Tags describe what a work is about at a granular level. They sit alongside the broader genre classification but aren't the same thing.
Genre vs tag
Genre — a small, controlled vocabulary describing the broadest category (Action, Romance, Slice of Life, Mystery, Sports, Fantasy, etc.). A work usually has 1–4 genres.
Tag — a much larger vocabulary describing themes, settings, demographics, character archetypes, content elements. A work can have 5–30+ tags.
If you find yourself wanting to add a "tag" that's really a genre (because it's too broad), check whether the genre already covers it.
Tag weight
Each tag on a work has a weight — how strongly the tag applies — from 0 to 100.
80–100 — central to the work. ("Time Travel" on a time-travel show.)
40–79 — a meaningful element. ("Found Family" on a series where it's an important theme but not the spine.)
1–39 — present but minor.
0 — the tag has been considered and rejected. Use this sparingly — usually just removing the tag is cleaner.

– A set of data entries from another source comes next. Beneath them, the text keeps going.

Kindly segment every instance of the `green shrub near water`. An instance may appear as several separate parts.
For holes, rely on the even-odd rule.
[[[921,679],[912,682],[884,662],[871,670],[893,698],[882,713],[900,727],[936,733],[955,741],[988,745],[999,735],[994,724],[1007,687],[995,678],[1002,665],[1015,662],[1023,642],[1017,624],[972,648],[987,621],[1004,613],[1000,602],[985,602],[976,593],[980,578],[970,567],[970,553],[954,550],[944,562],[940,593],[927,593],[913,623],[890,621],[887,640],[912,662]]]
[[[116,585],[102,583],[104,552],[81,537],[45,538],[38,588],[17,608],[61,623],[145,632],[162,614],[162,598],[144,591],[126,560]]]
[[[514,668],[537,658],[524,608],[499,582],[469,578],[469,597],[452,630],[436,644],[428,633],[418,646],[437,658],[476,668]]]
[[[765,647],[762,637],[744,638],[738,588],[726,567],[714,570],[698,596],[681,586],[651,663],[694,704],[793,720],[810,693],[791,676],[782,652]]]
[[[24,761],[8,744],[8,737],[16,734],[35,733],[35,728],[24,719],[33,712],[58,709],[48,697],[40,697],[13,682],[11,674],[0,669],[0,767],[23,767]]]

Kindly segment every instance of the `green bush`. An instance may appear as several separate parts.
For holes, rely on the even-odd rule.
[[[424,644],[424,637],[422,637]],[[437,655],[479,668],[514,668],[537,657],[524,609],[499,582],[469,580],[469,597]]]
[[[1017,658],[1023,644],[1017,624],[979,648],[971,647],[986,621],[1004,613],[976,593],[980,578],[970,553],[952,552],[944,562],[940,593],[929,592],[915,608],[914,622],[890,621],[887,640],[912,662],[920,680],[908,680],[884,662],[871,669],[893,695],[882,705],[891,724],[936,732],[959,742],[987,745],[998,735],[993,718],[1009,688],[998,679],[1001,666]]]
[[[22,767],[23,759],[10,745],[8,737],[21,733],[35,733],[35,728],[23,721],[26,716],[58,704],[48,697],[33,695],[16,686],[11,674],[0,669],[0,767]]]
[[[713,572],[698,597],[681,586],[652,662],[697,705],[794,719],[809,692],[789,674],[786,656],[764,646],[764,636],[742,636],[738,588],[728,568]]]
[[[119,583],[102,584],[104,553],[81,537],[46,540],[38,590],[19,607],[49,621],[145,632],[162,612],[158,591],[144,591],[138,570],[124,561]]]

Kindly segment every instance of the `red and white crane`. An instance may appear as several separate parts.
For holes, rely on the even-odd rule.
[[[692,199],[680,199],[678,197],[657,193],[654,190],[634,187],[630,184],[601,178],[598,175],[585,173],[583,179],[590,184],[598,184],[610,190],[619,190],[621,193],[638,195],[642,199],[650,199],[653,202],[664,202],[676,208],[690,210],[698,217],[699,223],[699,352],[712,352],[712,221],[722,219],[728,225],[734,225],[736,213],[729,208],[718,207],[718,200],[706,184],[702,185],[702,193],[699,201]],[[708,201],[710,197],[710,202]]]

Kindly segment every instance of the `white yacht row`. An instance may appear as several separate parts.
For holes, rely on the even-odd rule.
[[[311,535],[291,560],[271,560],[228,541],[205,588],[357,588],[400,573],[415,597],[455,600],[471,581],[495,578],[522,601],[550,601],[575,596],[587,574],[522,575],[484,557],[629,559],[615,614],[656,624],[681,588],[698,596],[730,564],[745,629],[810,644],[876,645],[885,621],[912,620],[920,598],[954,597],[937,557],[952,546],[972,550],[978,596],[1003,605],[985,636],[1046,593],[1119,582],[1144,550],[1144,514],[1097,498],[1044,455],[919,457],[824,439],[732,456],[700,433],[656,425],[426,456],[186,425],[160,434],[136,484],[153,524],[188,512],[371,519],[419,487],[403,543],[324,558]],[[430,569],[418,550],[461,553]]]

If a tag's correct weight depends on how you read the work, lean lower rather than higher. Tags drive recommendations; overweighted tags muddy the signal.
Spoiler tags
Some tags themselves spoil the work ("Twist Ending", "Reincarnation Late Reveal", "Main Character Death").
Mark a tag's isSpoiler when the tag's presence on the page would spoil someone who hasn't watched / read.
Spoiler tags are hidden by default on the entry page and only revealed when the user opts in.
When in doubt, mark it — readers can always unblur.
Adding a new tag
The tag vocabulary is curated. To propose a new tag:
Search first — the tag may exist under a different name.
Open a request in Channels with: the proposed tag name, a one-sentence definition, and 3–5 example works that would carry it at high weight.
A moderator decides whether to add it. Pithy, distinct, reusable tags get added quickly; vague or work-specific ones are usually rejected.
What we don't accept
Tags purely as labels for personal preference ("My Favourites", "Disliked").
Slurs, harassment-targeting tags, or tags with no defining content.
Duplicates of existing tags with a slightly different spelling — propose a merge instead.